Files are no different than those used for flexographic printing, Truitt explains. His department uses Adobe Photoshop and Illustrator in TIFF, EPS or PDF formats.
Menasha Display is in control of the entire process. There are no service bureaus.
Besides the cost savings in prepress, Truitt says there are definite advantages to digital printing.
"With traditional printing, you have rotary or flatbed dies and your artwork needs to be printed in such a way that it can run on those," Truitt explains. "By cutting it on our own table, which is pretty much automated - it's got a stacker - so it just keeps cutting until it runs out of stock, you can nest your pieces on the board.
"With traditional diecutting maybe you could get one out or two out or three out," he continues. "By nesting, depending on how the diecut is, you could get twice as many out of one board by cutting it on our table versus traditional diecutting."
Establishing A Game Plan
Menasha Display is Menasha Corp.'s stand alone promotional and display facility that was re-located from Menomonee Falls, Wis., two years ago.

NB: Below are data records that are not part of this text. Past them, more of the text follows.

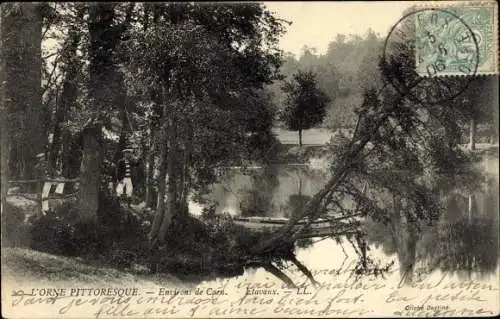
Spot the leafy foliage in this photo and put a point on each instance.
(305, 103)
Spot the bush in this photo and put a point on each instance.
(118, 238)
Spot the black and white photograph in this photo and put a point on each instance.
(333, 159)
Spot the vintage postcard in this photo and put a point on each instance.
(249, 160)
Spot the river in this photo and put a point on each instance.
(464, 243)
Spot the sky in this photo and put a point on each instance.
(316, 23)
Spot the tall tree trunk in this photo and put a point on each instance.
(4, 132)
(22, 38)
(90, 174)
(163, 150)
(103, 41)
(171, 182)
(68, 97)
(160, 205)
(472, 134)
(150, 167)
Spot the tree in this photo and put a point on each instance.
(305, 103)
(204, 72)
(22, 36)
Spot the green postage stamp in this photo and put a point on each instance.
(457, 39)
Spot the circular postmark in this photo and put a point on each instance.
(430, 55)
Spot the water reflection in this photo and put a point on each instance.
(463, 241)
(272, 191)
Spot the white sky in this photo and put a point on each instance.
(315, 24)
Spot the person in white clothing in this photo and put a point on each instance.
(124, 176)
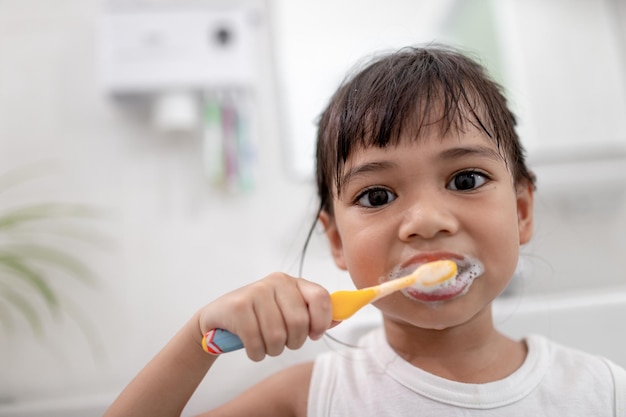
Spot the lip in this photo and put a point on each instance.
(469, 269)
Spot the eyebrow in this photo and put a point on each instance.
(365, 168)
(481, 151)
(448, 154)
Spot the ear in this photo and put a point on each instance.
(334, 239)
(525, 195)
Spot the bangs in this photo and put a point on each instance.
(403, 96)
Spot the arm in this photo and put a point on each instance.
(276, 312)
(282, 394)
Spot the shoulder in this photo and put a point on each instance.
(574, 373)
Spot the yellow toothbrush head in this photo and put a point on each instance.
(431, 274)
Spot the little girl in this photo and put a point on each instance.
(417, 160)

About 43 people work at the 150,000-square-foot Mequon plant.
Click above to enlarge
The high-tech Menasha Art Center, located in Menomonee Falls, is a full service graphic design studio.

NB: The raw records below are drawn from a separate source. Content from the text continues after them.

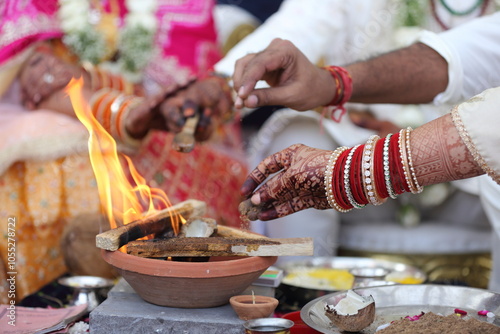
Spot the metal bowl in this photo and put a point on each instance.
(293, 295)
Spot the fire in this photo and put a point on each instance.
(123, 200)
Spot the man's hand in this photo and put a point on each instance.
(297, 185)
(295, 82)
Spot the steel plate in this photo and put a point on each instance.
(393, 302)
(350, 263)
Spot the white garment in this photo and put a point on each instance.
(327, 32)
(473, 55)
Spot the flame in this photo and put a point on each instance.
(123, 200)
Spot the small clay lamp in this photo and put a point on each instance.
(249, 307)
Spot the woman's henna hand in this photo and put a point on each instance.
(298, 184)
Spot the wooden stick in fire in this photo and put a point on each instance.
(156, 223)
(219, 246)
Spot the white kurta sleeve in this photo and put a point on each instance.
(472, 51)
(305, 23)
(477, 121)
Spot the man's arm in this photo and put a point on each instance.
(412, 75)
(415, 74)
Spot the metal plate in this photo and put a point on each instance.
(393, 302)
(349, 263)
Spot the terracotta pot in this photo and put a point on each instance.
(249, 307)
(188, 284)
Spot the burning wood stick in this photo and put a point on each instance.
(156, 223)
(232, 232)
(218, 246)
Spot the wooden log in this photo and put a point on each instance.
(218, 246)
(159, 222)
(232, 232)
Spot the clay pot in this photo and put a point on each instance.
(249, 307)
(188, 284)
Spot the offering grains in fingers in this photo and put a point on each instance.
(248, 210)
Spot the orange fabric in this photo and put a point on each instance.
(211, 173)
(42, 197)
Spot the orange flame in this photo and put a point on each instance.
(123, 201)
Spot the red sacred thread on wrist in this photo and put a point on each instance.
(356, 180)
(343, 90)
(397, 171)
(378, 168)
(338, 181)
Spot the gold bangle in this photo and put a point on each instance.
(418, 188)
(367, 172)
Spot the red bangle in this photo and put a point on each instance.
(397, 172)
(338, 182)
(378, 167)
(356, 179)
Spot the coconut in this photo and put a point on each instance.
(198, 227)
(352, 313)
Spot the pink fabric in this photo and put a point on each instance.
(187, 40)
(23, 23)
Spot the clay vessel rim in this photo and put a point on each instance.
(234, 266)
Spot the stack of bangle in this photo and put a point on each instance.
(110, 108)
(343, 90)
(370, 173)
(100, 78)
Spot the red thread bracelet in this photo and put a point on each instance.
(343, 90)
(338, 182)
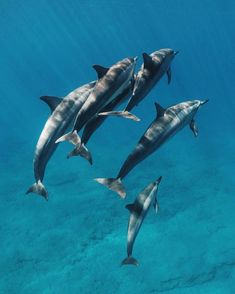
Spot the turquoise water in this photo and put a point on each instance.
(74, 243)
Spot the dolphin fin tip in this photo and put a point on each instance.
(113, 184)
(130, 261)
(71, 137)
(82, 151)
(38, 188)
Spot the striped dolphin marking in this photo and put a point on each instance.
(111, 82)
(138, 211)
(63, 113)
(167, 123)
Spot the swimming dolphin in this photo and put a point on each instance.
(154, 67)
(94, 123)
(111, 82)
(138, 211)
(63, 113)
(167, 123)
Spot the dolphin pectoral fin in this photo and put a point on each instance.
(194, 128)
(71, 137)
(39, 189)
(169, 75)
(148, 62)
(81, 150)
(124, 114)
(114, 185)
(51, 101)
(100, 70)
(130, 260)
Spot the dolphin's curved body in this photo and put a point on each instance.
(64, 112)
(167, 123)
(138, 211)
(152, 70)
(94, 123)
(111, 82)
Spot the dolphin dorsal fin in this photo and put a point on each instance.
(130, 207)
(148, 62)
(51, 101)
(101, 71)
(159, 109)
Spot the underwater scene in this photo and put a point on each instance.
(117, 146)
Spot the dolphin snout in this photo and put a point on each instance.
(204, 102)
(158, 180)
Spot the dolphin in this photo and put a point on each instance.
(111, 82)
(63, 113)
(94, 123)
(152, 70)
(166, 124)
(138, 211)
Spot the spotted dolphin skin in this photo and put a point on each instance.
(111, 82)
(152, 70)
(167, 123)
(138, 211)
(94, 123)
(63, 113)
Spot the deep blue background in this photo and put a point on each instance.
(75, 242)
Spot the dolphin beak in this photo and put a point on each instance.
(204, 102)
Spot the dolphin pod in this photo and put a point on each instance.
(111, 82)
(88, 106)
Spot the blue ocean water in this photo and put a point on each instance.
(74, 243)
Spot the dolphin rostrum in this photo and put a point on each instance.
(138, 211)
(154, 67)
(63, 113)
(167, 123)
(111, 82)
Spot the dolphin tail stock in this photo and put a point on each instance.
(124, 113)
(114, 184)
(81, 150)
(130, 261)
(39, 189)
(71, 137)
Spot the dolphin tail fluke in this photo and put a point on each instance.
(39, 189)
(82, 151)
(71, 137)
(125, 114)
(114, 184)
(130, 260)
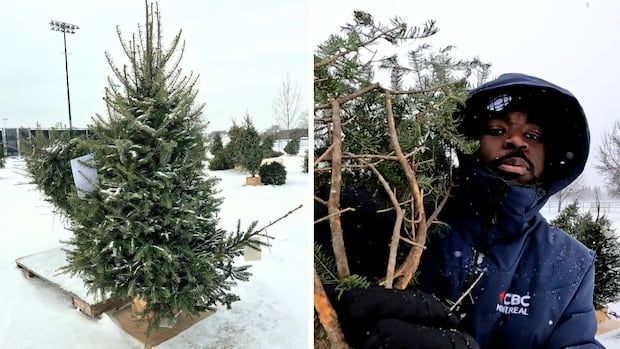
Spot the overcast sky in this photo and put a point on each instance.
(574, 44)
(241, 49)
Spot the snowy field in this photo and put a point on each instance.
(275, 306)
(610, 340)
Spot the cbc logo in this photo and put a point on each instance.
(506, 298)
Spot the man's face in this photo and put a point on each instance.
(513, 148)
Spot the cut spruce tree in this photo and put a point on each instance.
(150, 230)
(384, 125)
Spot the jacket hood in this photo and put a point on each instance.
(555, 109)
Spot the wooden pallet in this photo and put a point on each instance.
(43, 265)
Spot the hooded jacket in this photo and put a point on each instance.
(535, 282)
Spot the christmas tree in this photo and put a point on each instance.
(150, 230)
(597, 234)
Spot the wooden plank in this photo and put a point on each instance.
(44, 265)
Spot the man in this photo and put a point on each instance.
(530, 285)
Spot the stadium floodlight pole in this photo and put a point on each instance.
(4, 145)
(65, 28)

Using high speed Internet and digital asset management servers, a client could be located anywhere and still maintain a close relationship with the graphic designers who produce work for all of Menasha's facilities across the United States.
The two Belcom presses are the only manufacturing equipment on-site at the Mequon facility. The presses sit in a specially-built temperature and light controlled room. Also in the room are a 50- by 60-inch Lasercomb digital CAD-based diecutter and a larger Lasercomb diecutter that can handle 63- by 102-inch board.
"We have taken a major step and made a significant investment by constructing a state of the art digital press room, including a prepress area and conference facility," Hauber says. "This climate-controlled environment was specially designed to include multiple presses, enough room for paperboard storage and a digital diecutter."
The facility also is home to the Retail Research Center, which specializes in retailer acceptance and preference levels for P-O-P. Customers contract with the center to verify the execution and the effectiveness of their merchandising materials.
Hauber points out that the assortment of products and services from Menasha Corp. and its display division are unique.
"Our mission is to do whatever the customer needs," he says. In addition to corrugated, the plant also works with more permanent materials, making racks and similar products out of wood and plastic. "We do what a lot of people aren't set up to do."
The company's addition of the digital presses is in keeping with this philosophy of delivering what the customer wants. Being the first to unveil new technology is always a risk, but the managers at Menasha Display say it was a win-win situation.
Having worked for graphics company Matthews International and being familiar with Indigo presses, Hauber says he was very comfortable with digital technology.
"We recognize digital technology as the newest technology in corrugated printing and have the desire to position ourselves as pioneers," he says.
"In addition to traditional print methods, the Bel2000 gives us greater versatility in shorter runs making our ordering process seamless," he adds.
Hartman was involved early-on in the purchase and was very excited about the prospects.
"I remember 12 years ago when I came to this company we were putting in MacIntosh workstations," he says. "You can't wait. There comes a point where you do your homework, you get the facts and you say, 'This makes sense.' Fortunately, Menasha is good about that kind of thing."